The Louisville Slugger has been in production for over a hundred years. As the story goes, John ‘Bud’ Hillerich snuck out of work one day to catch the Louisville Eclipse play ball. During the game, the Eclipse’s star hitter, mired in a batting slump, broke his bat, and John convinced him to come back to his father’s woodworking shop to have a bat crafted specifically for him. Pete Browning, nicknamed the Gladiator, broke out of his hitting slump with a vengeance, notching three hits, and from that point forward in 1884, the rest as they say is history.
For going on 130 years, Hillerich & Bradsby has been producing the Louisville Slugger baseball bat, as well as baseball gloves and later, golf equipment under the PowerBilt brand name.
The Falls City Slugger was the name given to the woodworkers’ line of bats, until Bud took over the business ten years later, and rebranded the bats as the now world-famous Louisville Slugger. In 1905, Bud registered the Louisville Slugger name with the U.S. patent office.
In the ensuing century plus, many a hitter has made a Louisville Slugger famous. Al Kaline. Ty Cobb. The Babe and Lou Gherig. Honus Wagner—the first baseball player to sign a deal to endorse a bat? Signed to endorse the Louisville Slugger.
Hillerich & Bradsby continued to produce other wood goods, as well. During WWII, the company produced billy clubs and rifle stocks for the U.S. Army as part of the war effort.

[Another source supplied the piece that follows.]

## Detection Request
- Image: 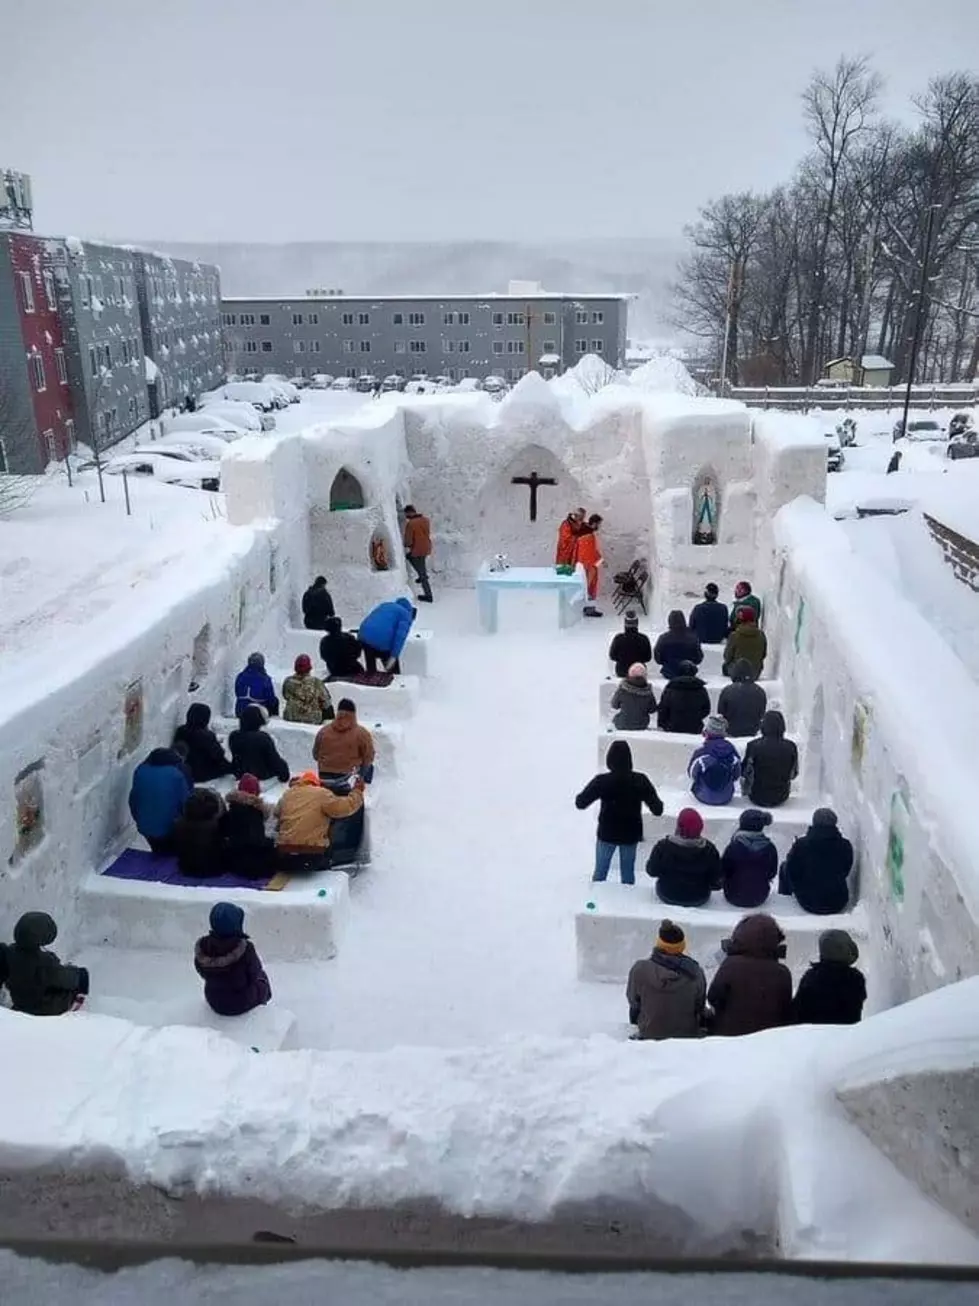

Most of the bats produced by the company are made of white ash, grown in forests owned by H&B, located in New York and Pennsylvania.
The Louisville Slugger is still one of baseball’s most popular items, and millions have been sold worldwide. While you may not have the scratch to shell out for an Al Kaline or Ty Cobb signed Slugger, you can find specimens in great condition at sports memorabilia shows, through online auctions, and at garage and estate sales. Who knows? Maybe there’s a display trophy sitting in your garage right now, perfect to mount over your TV in the man cave or above the desk in your den. You don’t need a famous athlete’s signature on it to make it special, after all. Perhaps your own Little League ‘Slugger’s just waiting to be repurposed and given a place of prominence.
Have you got any of your old wood on display? Still keep a bat that won a game or took your team to the playoffs in a duffel bag somewhere? Let’s hear about it. No worries—the game of baseball can certainly survive a few fish stories.